Ma “cosa può fare la comunità europea per salvare l’allevamento valdostano?”, si chiede l’Associazione, che si risponde a stretto giro. Le soluzioni sono “mantenere le agevolazioni sul gasolio agricolo, visto che non esiste una reale alternativa” mentre – dice Charbonnier – “siamo tutti d’accordo sulla necessità di diminuire l’uso di antibiotici, ma sono inaccettabili i principi proposti per il rispetto del benessere animale in quanto non corretti per il nostro modello di allevamento. Basterebbe osservare i dati sulla longevità delle bovine da latte”.
A questo si aggiungono richieste di “certezza su date e importi degli aiuti”, ma anche di “premiare i prodotti di qualità e proteggerli maggiormente vietando l’ingresso in Europa di prodotti che non rispettano i nostri standard di qualità e sicurezza alimentare”, così come di “diminuire la burocrazia, richiesta pervenuta a gran voce da tutti gli stakeholders, ma che è stata totalmente disattesa”.
Cosa può fare, invece, la Valle d’Aosta?
In seguito, Terra Viva risponde alla domanda “cosa può fare la politica valdostana per salvare l’allevamento valdostano?”.
Anche qui, la soluzione è composita. Anzitutto “aggiornare il calcolo del costo reale per la produzione di fieno nelle zone montane, in modo da dimensionare correttamente l’indennità compensativa”, oltre a “creare un osservatorio che misuri costantemente costi e ricavi di latte e Fontina”, ma anche “favorire realmente l’insediamento di giovani agricoltori e nuovi agricoltori”, “svincolare il più possibile le piccole realtà e i piccoli investimenti dalla burocrazia”, “abolire disciplinari autolesivi per le aziende locali – e l’esempio portato all’attenzione è quello della mocetta –, così come “proteggere maggiormente i prodotti di qualità, rendendo più efficaci gli interventi sulla promozione”.
Non sono le sole richieste, però.

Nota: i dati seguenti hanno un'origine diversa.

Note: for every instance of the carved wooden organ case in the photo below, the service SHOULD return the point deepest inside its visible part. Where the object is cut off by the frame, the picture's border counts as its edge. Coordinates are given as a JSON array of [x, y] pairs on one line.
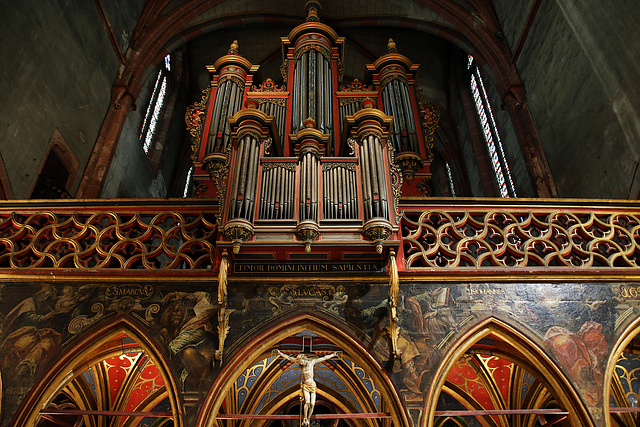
[[313, 163]]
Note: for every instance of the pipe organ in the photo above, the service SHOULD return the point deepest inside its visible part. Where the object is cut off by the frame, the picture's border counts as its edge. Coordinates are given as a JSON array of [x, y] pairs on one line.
[[313, 159]]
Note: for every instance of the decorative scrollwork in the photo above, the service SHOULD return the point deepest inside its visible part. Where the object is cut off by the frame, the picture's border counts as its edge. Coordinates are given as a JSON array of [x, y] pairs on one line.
[[396, 178], [398, 74], [233, 79], [194, 117], [351, 166], [356, 86], [291, 166], [313, 46], [521, 239], [282, 102], [268, 86], [429, 117], [106, 240], [354, 100]]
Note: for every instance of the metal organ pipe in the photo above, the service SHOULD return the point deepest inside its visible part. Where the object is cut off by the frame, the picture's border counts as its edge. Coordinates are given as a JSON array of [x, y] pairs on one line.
[[245, 180]]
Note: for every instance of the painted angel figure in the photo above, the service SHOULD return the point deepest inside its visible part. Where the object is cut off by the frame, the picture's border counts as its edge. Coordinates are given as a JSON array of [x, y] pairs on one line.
[[308, 385]]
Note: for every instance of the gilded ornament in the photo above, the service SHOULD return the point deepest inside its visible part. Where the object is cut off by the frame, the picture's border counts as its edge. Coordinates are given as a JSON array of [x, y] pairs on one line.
[[425, 187], [356, 86], [268, 86], [409, 164], [377, 230], [238, 231], [429, 117], [307, 231], [194, 117]]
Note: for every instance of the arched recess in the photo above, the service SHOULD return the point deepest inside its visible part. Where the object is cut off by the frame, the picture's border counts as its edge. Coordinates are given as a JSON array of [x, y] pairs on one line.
[[527, 351], [612, 389], [160, 32], [260, 346], [92, 348]]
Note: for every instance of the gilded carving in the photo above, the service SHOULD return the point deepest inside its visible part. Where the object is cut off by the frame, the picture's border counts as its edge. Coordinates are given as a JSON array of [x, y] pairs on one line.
[[399, 75], [268, 86], [520, 239], [194, 117], [356, 86], [396, 178], [233, 79], [290, 166], [350, 166], [429, 117], [90, 240], [282, 102]]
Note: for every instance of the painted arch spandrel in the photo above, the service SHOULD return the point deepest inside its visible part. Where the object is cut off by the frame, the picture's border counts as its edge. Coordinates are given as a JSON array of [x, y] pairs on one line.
[[39, 321]]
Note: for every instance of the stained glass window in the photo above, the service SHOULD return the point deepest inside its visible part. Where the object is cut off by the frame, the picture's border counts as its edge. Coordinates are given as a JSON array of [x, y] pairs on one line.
[[450, 177], [490, 132], [156, 104], [187, 184]]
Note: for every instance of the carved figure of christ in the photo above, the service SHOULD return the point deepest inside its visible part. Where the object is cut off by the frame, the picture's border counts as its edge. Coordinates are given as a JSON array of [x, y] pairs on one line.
[[306, 365]]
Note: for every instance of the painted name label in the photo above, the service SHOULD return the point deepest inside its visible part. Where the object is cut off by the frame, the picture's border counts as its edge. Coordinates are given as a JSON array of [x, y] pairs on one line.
[[304, 267], [135, 291]]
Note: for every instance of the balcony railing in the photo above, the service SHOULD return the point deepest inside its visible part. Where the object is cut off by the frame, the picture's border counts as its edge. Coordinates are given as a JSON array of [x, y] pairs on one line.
[[551, 236], [449, 236], [113, 235]]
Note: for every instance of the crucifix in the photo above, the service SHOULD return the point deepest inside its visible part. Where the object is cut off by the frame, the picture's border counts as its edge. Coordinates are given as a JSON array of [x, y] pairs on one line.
[[306, 362]]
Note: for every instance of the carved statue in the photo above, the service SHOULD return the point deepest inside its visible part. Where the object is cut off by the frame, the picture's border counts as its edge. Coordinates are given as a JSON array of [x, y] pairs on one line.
[[308, 385]]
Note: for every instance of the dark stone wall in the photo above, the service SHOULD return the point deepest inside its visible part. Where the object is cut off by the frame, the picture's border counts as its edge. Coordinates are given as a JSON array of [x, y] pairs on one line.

A queste si aggiungono le necessità di “creare un meccanismo di precedenza per la concessione di beni comunali o regionali alle aziende che producono prodotti DOP”, “dare nuovo impulso alla selvicoltura per conseguire la manutenzione dei boschi e creare una filiera certificata del legno, che dia maggior slancio alle aziende del settore”, “trovare nuove soluzioni per la convivenza con la fauna selvatica e notificare a Bruxelles i contributi riguardanti questo settore, in modo che non vadano a erodere il plafond ‘de minimis’”.
Riguardo l’emergenza idrica Terra Viva chiede di “realizzare numerosi piccoli accumuli idrici sparsi ovunque, finanziandoli anche con una tassa sull’idroelettrico, con gestione a favore dei consorzi”, per i quali “creare una sovrastruttura regionale che li aiuti nella gestione di progetti e burocrazia varia” e “diminuire la burocrazia in tutti i settori, facendo anche in modo che la digitalizzazione sia un reale aiuto, anziché un’ulteriore complicazione”. Con un esempio, o forse uno spunto in chiusura: “Apprezzabile come buona pratica il Bonus Entreprises”.